In sex therapy, one of my favourite processes to walk alongside clients with is the debunking all of the should's, the have-to's and the must-do's that we carry around sex. Man, do we have a lot of them. When we don't have sufficient, pleasure-centred and inclusive sex education, we're left with very limited scripts about what sex is, what it means and what ought to happen. Layered on top of this is the current state of dating, gender roles and expectations, this can create a sticky relationship with sexual desire and one that is associated with demand, entitlement and pressure. It can become transactional and performative, and this in itself is deeply unsexy.
When we view sexual desire as a demand on ourselves or our partners, we might feel pressure to have sex, to do it faster than we’d like or feel compelled to act every single time we get a whiff of arousal. It’s almost Pavlovian. On the (arguably) lower levels of this, it can look like feeling obligated to have sex because your partner wants it, having sex when you're not really turned on and rushing yourself to get there, or being in our heads measuring how turned on we are and if it's fast enough/sexy enough/regular enough. In the therapy room, it sounds like...
"My partner initiates sex, and I'm sitting at 1/10 aroused. I feel like I should be at 8/10 or 9/10 in the next minute, so I say no to sex altogether."
"I get a whiff of sexual desire from my partner while I'm sitting at 0/10 and don't want them to get their hopes up. I send them as many signs as I can to tell them no."
"My partner initiates sex and I'm at 2/10 aroused. We get started and I spend most of the time questioning if I'm turned on enough."
"My partner initiates sex and I'm at 0/10 aroused. I rush myself to get on the same level as them in the next five minutes. I rush so much that I can't enjoy it."
"I feel turned on, so I have to masturbate and get it out of the way because I can't control myself."
I have seen the dark side of this unspoken demand amongst therapy clients, just as we've all also seen this in rape culture and sexual violence stories when someone feels sexual desire coupled with a sense of demand and entitlement - "I feel desire, so I take sex." It is also how we stumble upon more myths around sex like the concept of blue balls, which is the misinformed belief that if folks with penises experience arousal without ejaculation, they will experience significant pain.
When we associate sexual desire with demand, we create a strict and rigid line from a sensation in the body to a "need to have sex". I put that in quotation marks because there is never a Need to Have Sex. Unless with the intention of creating a pregnancy and even that is less of a Need these days, having sex is a Want and because this Want can often involve other people, it must come with the reality that sometimes others can't or won't meet us in it or that we can't for others. Even if they are our long-term boos and we love them dearly, when we experience sexual desire as a demand, it can quickly become tangled up in deeply unsexy things like obligation, pressure, disconnection and disappointment.
Reframing sexual desire as an invitation is a concept that I expand on and borrow from queer sex therapist, Casey Tanner's debut book, Feel It All. When we reframe sexual desire as an invitation, all it asks of you is "do you want to play?". This can help relieve the internal pressure valve that says we should be immediately turned on like a light switch. It sees sexual desire and the sexual experience in general as something that we create together, and not something one person simply imposes upon the other.
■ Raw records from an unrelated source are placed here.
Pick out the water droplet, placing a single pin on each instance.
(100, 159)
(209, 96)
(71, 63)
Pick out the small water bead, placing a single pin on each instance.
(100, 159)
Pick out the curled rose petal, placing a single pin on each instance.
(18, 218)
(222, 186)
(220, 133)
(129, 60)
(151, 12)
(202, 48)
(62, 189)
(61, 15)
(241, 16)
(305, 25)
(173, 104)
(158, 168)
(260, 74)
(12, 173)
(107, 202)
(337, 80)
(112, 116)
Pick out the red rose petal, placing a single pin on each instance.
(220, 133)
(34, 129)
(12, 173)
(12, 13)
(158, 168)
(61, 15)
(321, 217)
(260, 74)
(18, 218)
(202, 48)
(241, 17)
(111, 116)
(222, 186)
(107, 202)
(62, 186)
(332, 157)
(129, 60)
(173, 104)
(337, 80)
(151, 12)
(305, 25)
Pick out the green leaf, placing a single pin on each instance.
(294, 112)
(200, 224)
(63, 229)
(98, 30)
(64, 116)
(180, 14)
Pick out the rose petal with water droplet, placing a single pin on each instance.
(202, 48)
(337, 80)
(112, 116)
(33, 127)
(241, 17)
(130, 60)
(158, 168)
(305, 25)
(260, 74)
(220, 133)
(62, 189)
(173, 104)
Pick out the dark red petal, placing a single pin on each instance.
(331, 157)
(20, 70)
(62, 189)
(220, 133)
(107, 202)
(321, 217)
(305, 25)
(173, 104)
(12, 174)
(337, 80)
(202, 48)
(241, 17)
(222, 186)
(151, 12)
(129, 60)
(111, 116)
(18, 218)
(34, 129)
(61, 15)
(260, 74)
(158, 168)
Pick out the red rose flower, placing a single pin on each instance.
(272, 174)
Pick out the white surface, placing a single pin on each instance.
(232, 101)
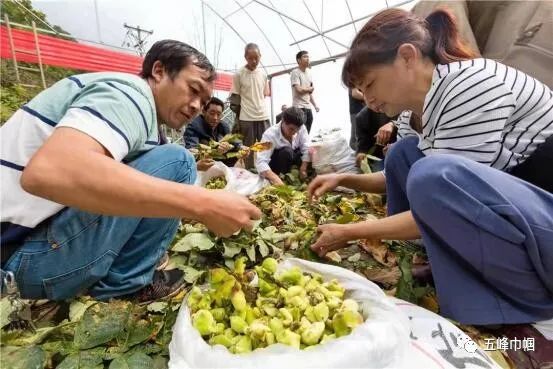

Seeing it as an invitation can also help us connect to our bodies and what we want because we can meet ourselves where we are at in that moment, rather than focusing on where we are not. It can also help break up our rigid sexual scripts by inviting more variety and choice into the whole experience. Switching it up in this way means that we can savour the build-up and enjoy the warm buzz of arousal simply because it feels good, and not always as a means to an end. Just like you can experience a crush, a fantasy or sexual attraction and not act on it. We can enjoy the rush of energy and the heightened sensations that can come with arousal. Suddenly every song feels alive, food tastes better, and touch feels explosive. We can let it simmer, indulge and play with it throughout the day or throughout the week if or when we want to tip over that edge.
Just like any other emotion or sensation in your body, all that is truly required of you is to notice it and let it be there. Sexual desire is one and the same. Where we can also get stuck is by attributing a whole lot of meaning to its manifestations or lack thereof, for example, a crush on a particular person, a fantasy that's a little less politically correct, a dream that's wildly outrageous, or an erection that goes awry. In the realm of partnered sex, we do this a whole lot -"If you don't want sex, you don't love your partner." "If you don't cum, you're not attracted to your partner.""If you fantasise about this, it must mean that you want it." "They're turned on by this other person, so it must mean they don't want me." Yada yada yada.
You can absolutely go down many wild rabbit holes about what sexual desire and these various manifestations means. Freud might say that you want to fuck your mother, astrology might say that your Venus is in retrograde, your God might say you're a filthy little sinner. It can mean any of these things or nothing at all. You have agency in creating the meaning, and what I've found in my world of sex therapy is that it's just a sensation in your body. Let it be an invitation to sink further into it, and decide if you'd like it to be translated into action. If not, enjoy the warm and fuzzy feeling simply because you can.